Verkehr als Wunschkonzert

Friedrich-Ebert-Stiftung: Planung grundlegend umstellen

  • Erich Preuß
  • Lesedauer: 3 Min.
Sieben Jahre nach dem Beschluss des Bundesverkehrswegeplans zog die Friedrich-Ebert-Stiftung am Mittwoch Bilanz. Ergebnis: Viele Vorhaben sind fragwürdig, die Bevölkerung von Entscheidungen ausgeschlossen.

Es ist Halbzeit für den Bundesverkehrswegeplan, der 2003 vom rot-grünen Kabinett beschlossen wurde und bis 2015 gilt: Auf dem Papier gelten sage und schreibe 873 Fernstraßen-, Schienen- und Wasserstraßenprojekte als »vordringlicher Bedarf«. Hinzu kommen 750 Straßen- und 21 Schienenprojekte des »weiteren Bedarfs«.

Besteht für solchen Neu- und Ausbau wirklich Bedarf? Manche zweifeln. Ob eine Autobahn oder Straße dieser Wünsch-Dir-was-Liste dringlich und bauwürdig ist, bestimmen nicht Fachleute aus Verkehrsplanung und -wissenschaft, sondern stellen die Interessenten an den Baustellen sowie Politiker einfach fest. Letztere mit der Absicht, ihren Anhängern im Wahlkreis etwas Gutes zu versprechen. Wäre es anders, könnte es nicht geschehen, um nur zwei Beispiele zu nennen, dass Schwedt eine Ortsumgehung erhielt, auf der nur minimaler Autoverkehr herrscht. Nach Wiesbaden wurde für 280 Millionen Euro eine Verbindung zur Hochgeschwindigkeitsstrecke Köln-Rhein/Main geschaffen, über die montags bis freitags zwei ICE fahren, am Wochenende gar keine.

Von der Bewertung der Projekte ist die Öffentlichkeit ausgeschlossen. Wenn sich nach 20 Jahren die Verkehrssituation verändert hat, gelten weiter die alten Begründungen. Dass der Bundesverkehrswegeplan auch nicht die Wirkung von Neu- und Ausbau auf das Straßen- und Eisenbahnnetz berücksichtigt, ist genauso fatal. Dafür steht die teure ICE-Strecke zwischen Frankfurt am Main und Köln, deren Tempo 300 vor dem Knoten Köln endet. Dieser Engpass kam im Projekt nicht vor.
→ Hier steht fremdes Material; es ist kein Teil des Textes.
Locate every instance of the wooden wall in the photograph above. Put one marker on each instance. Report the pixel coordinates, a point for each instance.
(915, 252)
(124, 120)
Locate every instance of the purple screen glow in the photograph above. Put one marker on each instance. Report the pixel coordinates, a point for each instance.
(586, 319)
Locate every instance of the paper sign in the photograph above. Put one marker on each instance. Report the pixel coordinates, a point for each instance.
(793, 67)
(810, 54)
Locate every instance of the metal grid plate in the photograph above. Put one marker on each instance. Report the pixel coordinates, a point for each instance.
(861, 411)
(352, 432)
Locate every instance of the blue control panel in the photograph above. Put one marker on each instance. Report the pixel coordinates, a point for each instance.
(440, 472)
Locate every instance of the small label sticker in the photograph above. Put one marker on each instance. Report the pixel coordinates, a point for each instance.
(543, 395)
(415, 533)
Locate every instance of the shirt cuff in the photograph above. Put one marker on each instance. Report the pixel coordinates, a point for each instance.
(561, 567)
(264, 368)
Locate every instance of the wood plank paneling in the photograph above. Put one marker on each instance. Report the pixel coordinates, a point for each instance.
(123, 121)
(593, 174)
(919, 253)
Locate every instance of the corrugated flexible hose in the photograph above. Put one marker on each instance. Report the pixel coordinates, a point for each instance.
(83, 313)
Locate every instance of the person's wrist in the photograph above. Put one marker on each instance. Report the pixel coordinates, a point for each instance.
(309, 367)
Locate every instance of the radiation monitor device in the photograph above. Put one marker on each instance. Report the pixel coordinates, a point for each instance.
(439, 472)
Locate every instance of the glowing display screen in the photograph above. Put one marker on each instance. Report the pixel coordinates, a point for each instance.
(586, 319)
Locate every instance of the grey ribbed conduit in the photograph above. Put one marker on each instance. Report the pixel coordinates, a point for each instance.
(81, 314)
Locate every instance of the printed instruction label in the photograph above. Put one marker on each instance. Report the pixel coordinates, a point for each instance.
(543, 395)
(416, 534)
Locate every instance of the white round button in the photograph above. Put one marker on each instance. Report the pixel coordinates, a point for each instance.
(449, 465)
Über manche Umstände der bürokratischen Planwirtschaft waren sich die Fachleute auf dem von der Friedrich-Ebert-Stiftung veranstalteten Forum »Bundesverkehrsnetzplanung statt Bundesverkehrswegeplan« am Mittwoch uneins. Aber sie beanstandeten einhellig, dass die Zeit reif für einen Umschwung ist, zumal das Geld für den Wunschbau der Autobahnen, Straßen und Schienenwege nicht ausreicht. Die Politiker und die Deutsche Bahn sind auf schnelle Trassen fixiert. Dabei würden auch kleine Verbesserungen Kapazitätsengpässe beheben. Nur ist mit ihnen kein Staat zu machen.

Einmütigkeit bestand im Forum auch darüber, dass Deutschland in der Verkehrswegeplanung nach dem Vorbild Frankreichs eine nationale Komponente braucht. Regionale Verkehrsprobleme sollten in den Ländern und Kreisen gelöst werden. Außerdem seien die Weichen in Richtung Erhaltung der Straßen, Schienen und Wasserwege zu stellen. Die Schäden nach dem vergangenen Winter zeigten, wie Instandhaltung unterschätzt wurde. Dafür wuchs die Länge der Autobahnen von 1990 bis 2009 um ein Drittel. Neu- und Ausbau haben weiter Vorrang.

Über dem Forum der Friedrich-Ebert-Stiftung schwebte der Geist von »Stuttgart 21«. Nun ist von Demokratisierung der Planungsverfahren die Rede. Es wurde deutlich, wie unvollkommen oder lediglich formal die Bürgerbeteiligung am Bauvorhaben Tunnelbahnhof war. Einsprüche blieben einfach unbeachtet. Nur wie der Souverän in die Verkehrsplanung künftig einbezogen werden sollte und ob er ein Projekt bewerten darf, darüber gingen die Meinungen dann wieder weit auseinander.